The looming era of ‘not particularly positive’ returns
Unless your name is Meta (FB) or Peloton (PTON), the fourth quarter earnings season has been surprisingly kind to corporate America.
Leaving the beleaguered social network (whoops, I mean metaverse pioneer) and fitness brand aside, Q4 results have continued to post strong growth in the face of the Omicron variant of COVID-19, skyrocketing inflation and supply chain headwinds.
The latest of the encouraging batch of results came from Chipotle (CMG), which expects to top 7,000 restaurants in North America this year, continuing to ride the COVID-19 era trend of digital orders that accounted for around 42% of Q4 sales, Yahoo Finance’s Brooke DiPalma reported on Tuesday.
The closing chapter of 2021 saw S&P 500 growth up over 23%, with nearly 80% of companies beating earnings estimates, according to S&P Global data. That’s been just enough to mollify an incredibly jumpy market where investors are struggling to adjust to the impending end of cheap money.
However, as is our wont at the Morning Brief, there’s a need to hand out a couple of spoonfuls of sugar to help the medicine go down. And in this case, the dose of reality is a market that will likely continue rising in fits and starts – yet at a far less torrid rate than the last several years.
“The market’s really basically going a whole lot of nowhere this year,” Annandale Capital CEO George Seay told Yahoo Finance Live on Wednesday. “There’s some real headwinds on the growth part of the market.”
Indeed.
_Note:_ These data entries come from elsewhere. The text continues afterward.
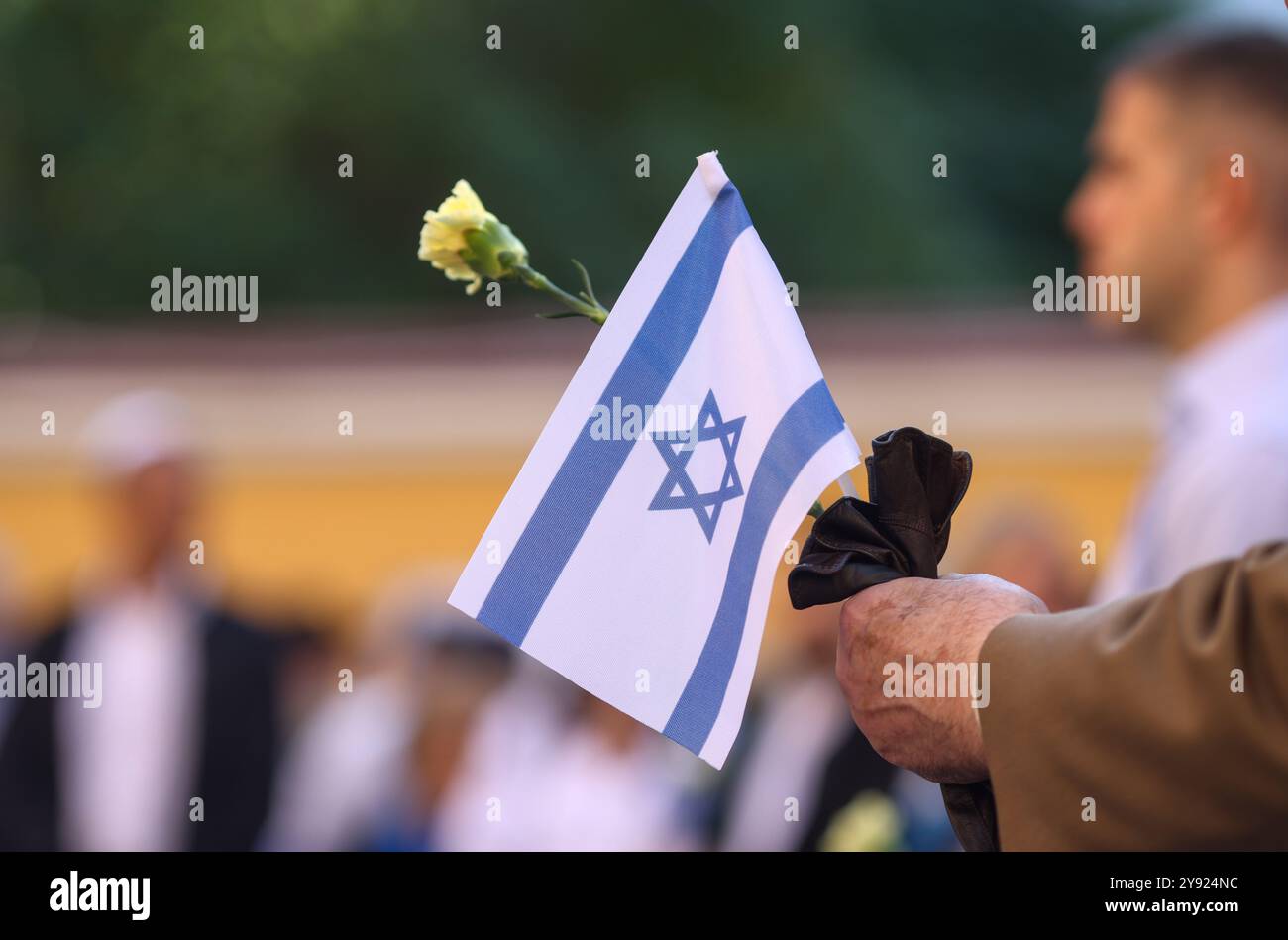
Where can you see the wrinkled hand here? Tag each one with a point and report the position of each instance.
(943, 621)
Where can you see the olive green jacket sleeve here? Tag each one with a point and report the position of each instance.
(1154, 722)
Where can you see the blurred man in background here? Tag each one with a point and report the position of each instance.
(1188, 188)
(180, 751)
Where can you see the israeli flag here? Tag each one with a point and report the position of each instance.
(636, 550)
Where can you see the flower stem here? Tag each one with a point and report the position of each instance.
(540, 282)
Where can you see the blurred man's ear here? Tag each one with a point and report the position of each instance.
(1232, 205)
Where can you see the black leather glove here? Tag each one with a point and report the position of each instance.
(914, 484)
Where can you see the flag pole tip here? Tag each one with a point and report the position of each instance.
(712, 174)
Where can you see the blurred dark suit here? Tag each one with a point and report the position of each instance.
(233, 760)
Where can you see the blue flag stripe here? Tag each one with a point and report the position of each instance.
(589, 469)
(807, 425)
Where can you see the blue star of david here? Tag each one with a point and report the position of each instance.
(678, 489)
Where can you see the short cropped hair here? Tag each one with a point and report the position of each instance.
(1244, 67)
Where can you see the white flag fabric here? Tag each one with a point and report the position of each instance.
(636, 550)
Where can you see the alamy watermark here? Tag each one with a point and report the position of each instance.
(25, 679)
(911, 679)
(619, 421)
(1094, 294)
(179, 292)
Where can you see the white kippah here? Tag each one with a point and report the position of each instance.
(138, 429)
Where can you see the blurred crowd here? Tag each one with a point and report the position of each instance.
(421, 730)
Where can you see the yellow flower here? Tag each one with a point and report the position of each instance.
(870, 823)
(467, 243)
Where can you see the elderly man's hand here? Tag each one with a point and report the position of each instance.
(938, 622)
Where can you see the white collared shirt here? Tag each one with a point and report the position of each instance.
(1220, 477)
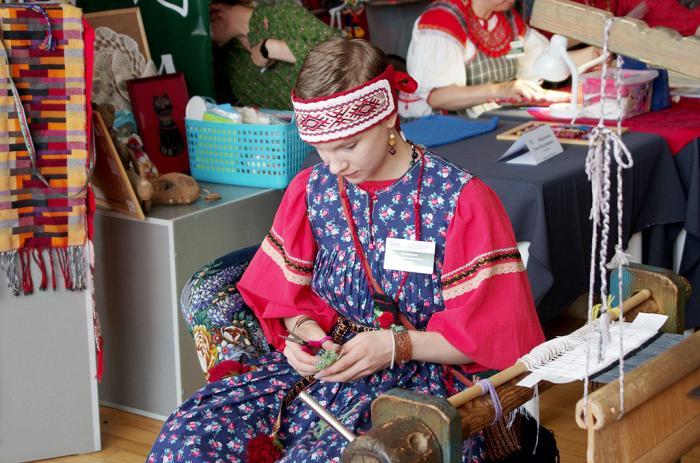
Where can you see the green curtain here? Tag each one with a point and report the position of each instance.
(176, 27)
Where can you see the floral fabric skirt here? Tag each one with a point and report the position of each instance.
(216, 423)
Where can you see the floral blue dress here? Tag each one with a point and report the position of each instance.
(307, 265)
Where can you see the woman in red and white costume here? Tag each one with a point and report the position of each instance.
(464, 53)
(325, 274)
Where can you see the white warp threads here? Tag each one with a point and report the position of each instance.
(602, 144)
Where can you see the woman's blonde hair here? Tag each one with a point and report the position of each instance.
(338, 64)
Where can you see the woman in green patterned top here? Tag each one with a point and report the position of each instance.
(263, 47)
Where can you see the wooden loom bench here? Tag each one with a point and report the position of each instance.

The biggest adjustment stems from a Federal Reserve that’s poised to (slowly) close the monetary spigot in response to spiking prices, which means investors have to get used to higher rates with far less stimulus.
Since the onset of the pandemic, markets have followed a “very consistent pattern,” Andrew Slimmon, managing director at Morgan Stanley Investment Management, told the Morning Brief in a recent interview.
Last year, Wall Street responded favorably to “very accommodative Fed policy and very strong corporate earnings and revisions,” with Wall Street being “way too bearish with corporate fundamentals,” Slimmon suggested.
The portfolio manager said the current recovery from 2020’s COVID-inspired recession are comparable to 1992, 2004 and 2011 — all of which were post-recession “single digit return years.”
As a result, “they’re not negative but they’re not particularly positive,” Slimmon added.
As the Fed pivots to tighter monetary policy, there’s “a push-pull battle between the Fed and good corporate fundamentals,” the investor told the Morning Brief.
And that doesn’t even begin to calculate the risks stemming from a potential Russia-Ukraine conflict, and a central bank that may overcorrect for an extended period of monetary accommodation.
What that means is a lot more volatility characterized by whipsawed stocks, with the best-performing companies “rising to the top and the dogs going back to the bottom,” Slimmon said. A battered and bruised Meta, which on Tuesday sank to a fresh 52-week low, sits squarely in the latter category — at least for now.
Amid the crosswinds of COVID, inflation, the Fed and supply woes, “the market is going back to rewarding good corporate fundamentals,” the investor told the Morning Brief. “That’s important to highlight because… ultimately, stocks regress to fundamentals and not the other way around. They’re going to go up eventually.”